READ ALSO: EXPLAINED - How the US is turning away from its ally Germany
Germany says it is 'premature' to talk about troops to Ukraine
After the talks in Paris, German Chancellor Olaf Scholz said that any debate on sending peacekeepers to Ukraine was "completely premature" and "highly inappropriate" while the war is ongoing.
"We have repeatedly stated that, first of all, we have to wait and see whether and how peace will hopefully emerge for Ukraine," said German deputy government spokeswoman Christiane Hoffmann.
"Then we will be able to talk about the conditions and how this can be implemented," she told reporters in Berlin, adding it was "premature to discuss (sending troops) at the present time".
A government source in Berlin said Germany rejects sending troops to Ukraine for a potential future peacekeeping mission if it is "without full US involvement".
"We will not participate in scenarios in which European and American security (policy) diverges," the source added.

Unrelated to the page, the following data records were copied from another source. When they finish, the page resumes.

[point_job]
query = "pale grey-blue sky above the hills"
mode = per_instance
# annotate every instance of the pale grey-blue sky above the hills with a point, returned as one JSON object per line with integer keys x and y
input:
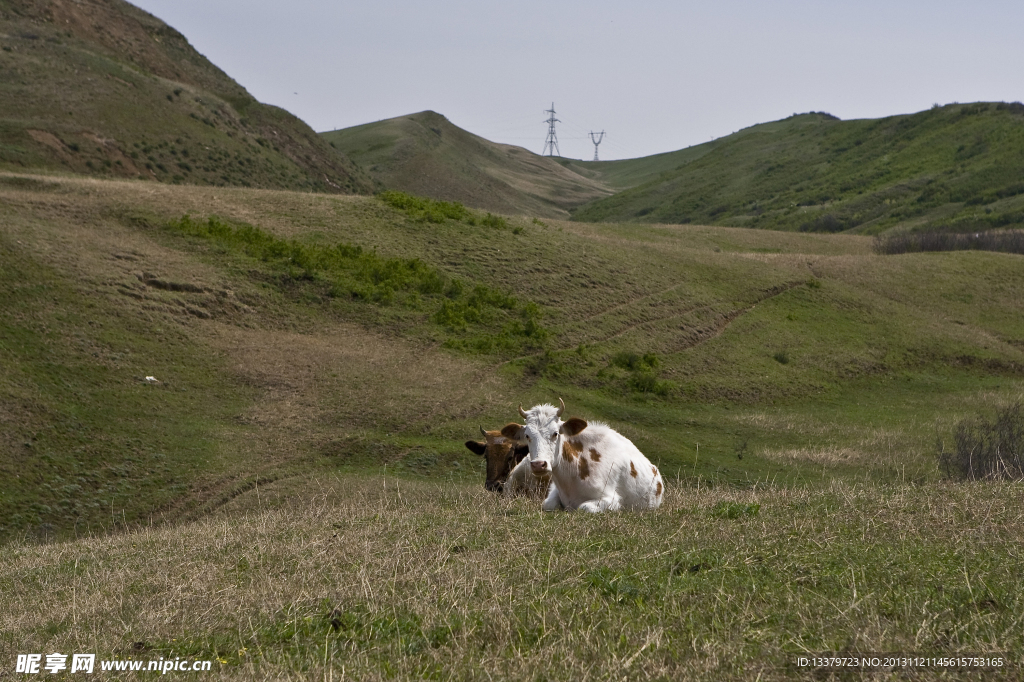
{"x": 657, "y": 76}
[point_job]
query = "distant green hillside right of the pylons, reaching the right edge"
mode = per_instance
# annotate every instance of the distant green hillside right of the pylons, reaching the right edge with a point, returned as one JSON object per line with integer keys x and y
{"x": 958, "y": 166}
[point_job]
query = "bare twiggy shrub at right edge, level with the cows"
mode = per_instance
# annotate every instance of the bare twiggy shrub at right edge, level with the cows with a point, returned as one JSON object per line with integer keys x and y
{"x": 987, "y": 450}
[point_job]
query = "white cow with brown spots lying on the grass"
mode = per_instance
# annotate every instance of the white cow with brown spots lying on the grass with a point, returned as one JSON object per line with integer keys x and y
{"x": 592, "y": 466}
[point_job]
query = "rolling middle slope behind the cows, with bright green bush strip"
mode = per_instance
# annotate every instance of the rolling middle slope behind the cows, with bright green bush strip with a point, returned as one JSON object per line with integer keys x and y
{"x": 291, "y": 334}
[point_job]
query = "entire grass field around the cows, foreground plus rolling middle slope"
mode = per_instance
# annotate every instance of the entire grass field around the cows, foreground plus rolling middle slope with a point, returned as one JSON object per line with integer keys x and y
{"x": 321, "y": 361}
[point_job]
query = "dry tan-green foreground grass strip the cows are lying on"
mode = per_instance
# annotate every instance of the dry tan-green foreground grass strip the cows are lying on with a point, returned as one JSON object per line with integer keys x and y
{"x": 380, "y": 579}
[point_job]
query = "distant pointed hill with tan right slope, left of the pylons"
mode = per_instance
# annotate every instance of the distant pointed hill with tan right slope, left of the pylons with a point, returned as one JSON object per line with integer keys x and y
{"x": 426, "y": 155}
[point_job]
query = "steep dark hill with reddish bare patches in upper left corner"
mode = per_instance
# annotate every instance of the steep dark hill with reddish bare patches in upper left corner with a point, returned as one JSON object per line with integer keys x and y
{"x": 103, "y": 89}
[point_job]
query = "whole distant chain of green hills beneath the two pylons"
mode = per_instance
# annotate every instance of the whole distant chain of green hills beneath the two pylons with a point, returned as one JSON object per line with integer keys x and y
{"x": 958, "y": 167}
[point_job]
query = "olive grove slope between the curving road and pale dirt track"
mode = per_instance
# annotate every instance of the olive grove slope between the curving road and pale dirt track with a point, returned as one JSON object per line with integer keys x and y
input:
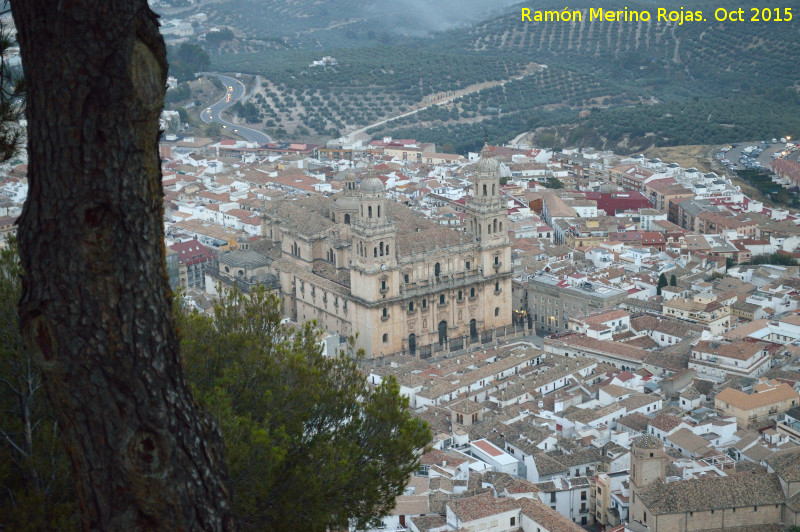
{"x": 365, "y": 86}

Man shot by police after threatening doctor with knife at Düsseldorf hospital
A man threatened a doctor with a knife at Düsseldorf University Hospital and was then shot by a police officer, German news agency DPA reported.
The incident happened on Monday. The man was shot in the leg while trying to flee police, and is undergoing emergency surgery, a police spokesperson said. There are no other casualties, and a hospital spokesperson said there was no danger to the public or staff.
Police remained on site throughout the day on Monday.
First cannabis club in Germany's southwest gains permission to grow legally
The Fellbach Cannabis Social Club (CSC) "Southside organics" has become the first club in the Rems-Murr district to receive an official cultivation permit from the responsible regional council in Freiburg, according to Stuttgarter Zeitung.
The association is now allowed to legally grow marijuana in larger quantities and sell it to its members - under strict conditions.
"A little tear rolled down my cheek with joy when I finally received the permit," the club's founder, Alex Reinhardt told Stuttgarter Zeitung.

The process to obtain permits and legal permissions to cultivate cannabis at commercial scale is notoriously arduous in Germany, with many of the legalities still unclear nearly a year after the legalisation law was passed.
Reinhardt submitted his application for a cultivation license on time for the deadline last July.
READ ALSO: How two German cities will test out selling cannabis at dedicated shops
German 'bureaucracy monster' on everyone's election hit list
German politicians make a lot of laws and regulations but on the campaign trail many rage against the country's notorious bureaucracy, labelling it a monster that needs to be slayed.
Whatever else divides them, almost all candidates in the February 23rd vote agree with the popular idea that Europe's biggest economy needs to slash back its thicket of rules, often labelled a "jungle of paragraphs".
Conservative poll frontrunner Friedrich Merz -- who once famously argued a tax return should fit onto a beer coaster -- has vowed to go to war against the "bureaucracy monster".
Time spent filling in forms cost the German economy €65 billion, says the Normenkontrollrat, an independent body advising the government on regulation.
The Ifo economic institute, factoring in a series of indirect costs, puts the figure even higher -- at a whopping €146 billion or 3.4 percent of German economic output.